INTERVISTA A ODO FIORAVANTI, IL DESIGNER ITALIANO CHE ROMPE LE REGOLE E PLASMA L’ANIMA DEI SUOI OGGETTI

Quando il design scandisce il tempo e regala delle pause: l’arte di Odo

Odo Fioravanti è un industrial designer dal 1998, docente presso università prestigiose come il Politecnico di Milano, l’Università di San Marino, lo IUAV di Treviso, l’Istituto Marangoni, la Scuola Politecnica di Design, la Domus Academy e l’ HEAD Genève. Premiato a livello internazionale con riconoscimenti prestigiosi per i suoi progetti, i quali hanno preso parte a diverse esposizioni internazionali, sino alla candidatura al Design of The Year– Design Museum London – con la sua  Dragonfly chair.  

Lo studio di design di Odo Fioravanti dal 2006 ha sviluppato progetti per diverse compagnie come Abet Laminati, Ballarini, Casamania, COOP, Desalto, Eurochocolate, Flou, Fontana Arte, Foscarini, Gardesa, Guardini, Incotex, Mesa, Normann Copenhagen, Olivetti, Omnidecor, OPOS, Osama, Palomar, Pedrali, Pianca, Pinetti, Pircher, Segis, Telecom Italia, Toshiba, Vibram, Victorinox Swiss Army.

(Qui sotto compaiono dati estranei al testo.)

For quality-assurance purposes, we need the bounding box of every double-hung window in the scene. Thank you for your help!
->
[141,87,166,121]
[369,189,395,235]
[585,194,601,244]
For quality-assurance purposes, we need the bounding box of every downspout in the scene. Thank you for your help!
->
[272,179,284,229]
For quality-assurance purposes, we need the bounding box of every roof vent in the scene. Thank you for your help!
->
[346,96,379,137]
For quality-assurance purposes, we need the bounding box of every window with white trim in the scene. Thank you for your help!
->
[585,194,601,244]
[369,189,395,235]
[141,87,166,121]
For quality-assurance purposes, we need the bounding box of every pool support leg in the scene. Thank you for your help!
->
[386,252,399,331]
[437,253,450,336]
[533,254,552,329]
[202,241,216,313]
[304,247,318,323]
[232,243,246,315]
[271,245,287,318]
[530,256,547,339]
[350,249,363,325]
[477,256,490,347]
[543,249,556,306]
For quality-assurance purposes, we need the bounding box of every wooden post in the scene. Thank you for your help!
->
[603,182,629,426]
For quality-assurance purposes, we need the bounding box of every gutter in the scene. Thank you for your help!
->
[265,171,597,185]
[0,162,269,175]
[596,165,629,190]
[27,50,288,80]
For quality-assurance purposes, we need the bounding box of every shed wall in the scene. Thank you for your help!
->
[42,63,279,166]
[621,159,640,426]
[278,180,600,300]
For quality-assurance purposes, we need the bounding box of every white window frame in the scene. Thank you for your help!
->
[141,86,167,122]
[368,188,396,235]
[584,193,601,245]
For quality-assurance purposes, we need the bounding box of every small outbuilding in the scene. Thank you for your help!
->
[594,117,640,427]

Ha disegnato per Pianca i modelli IntroCora e Seida

Il suo design rompe le regole, irrompe oltre l’immaginazione, scandisce un tempo e regala delle pause.

Cosa significa essere un designer oggi?

“Forse non lo so, nel senso che per come lavoro io l’oggi è uno dei possibili temi, ma non l’unico. Mi interessa più il domani della mia professione e di quello che produco con le aziende. A parte le battute, la professione del designer oggi è cambiata e mi sembra un momento storico in cui c’è la coesistenza di cose molto diverse sotto il cappello “design”. Per me significa occuparsi di riporre un po’ di intelligenza e di giustezza (anche nel senso di onestà intellettuale) nei prodotti. Riportare senso nel mondo della progettazione che sembra ondeggiare in modo schizofrenico tra un glamour privo di idee e alcune forme pseudo artistiche. Non sono “il moralizzatore”, ma neanche uno che pensa vada bene così.”

Quanto è importante l’influenza e la presenza sui social network e sul web oggi per un designer?

“Credo sia fondamentale, specie nell’ era della crisi delle altre forme di divulgazione. Visto che non possiamo fare una serie su Netflix su ogni singolo gesto progettuale, non ci restano che i social: veloci, efficaci e contemporanei. Si comunica con leggerezza e rapidità e la connessione con i siti di acquisto online rende possibile potenzialmente un acquisto d’impulso del prodotto scaturito dal “mi piace”.”

Da cosa deriva il nome “Seida”, la sedia che hai disegnato per Pianca?

“Sembrerà una risposta superficiale ma dipende da un mispelling in una email in cui dialogavo con l’azienda. Scrissi “seida” invece di sedia e a posteriori rileggendolo pensai che sarebbe stato un bel modo per battezzare quel progetto. Infatti si trattava di una rielaborazione dell’idea di sedia in legno più classica e quindi era giusto pensare di rielaborare la stessa parola “sedia”.”

“Intro”, diminutivo di introversa, è il nome che hai scelto per la seconda sedia Pianca che hai disegnato.  A quale bisogno antropologico risponde?

“A quello dell’introversione dei singoli. Mi ha sempre divertito il fatto che le sedie siano stazioni singole ma che si ripetano sempre in gruppi. Un po’ come i villaggi di case in cui ogni casa è una unità richiusa su se stessa. La Intro è proprio così, celebra l’unità e l’introflessione del singolo ma viene sempre avvistata in gruppi!”

“Per ogni persona ci sono cento sedie che aspettano e certe volte aspettano invano”, hai dichiarato in un’intervista rilasciata a Domus. Quanto ha influenzato la tematica dell’attesa nella scelta del creare sempre sedie nuove?

“L’attesa e i tempi morti sono tempi di misurazione del sé. Penso che quando siamo da soli in attesa di qualcosa siamo messi a dura prova e ci confrontiamo con il nostro bilanciamento. Il  bilanciamento interiore quando progetti una sedia prende forma e dopo un po’ ti ritrovi davanti a quello che sei.

Meglio che pagare uno specialista no?”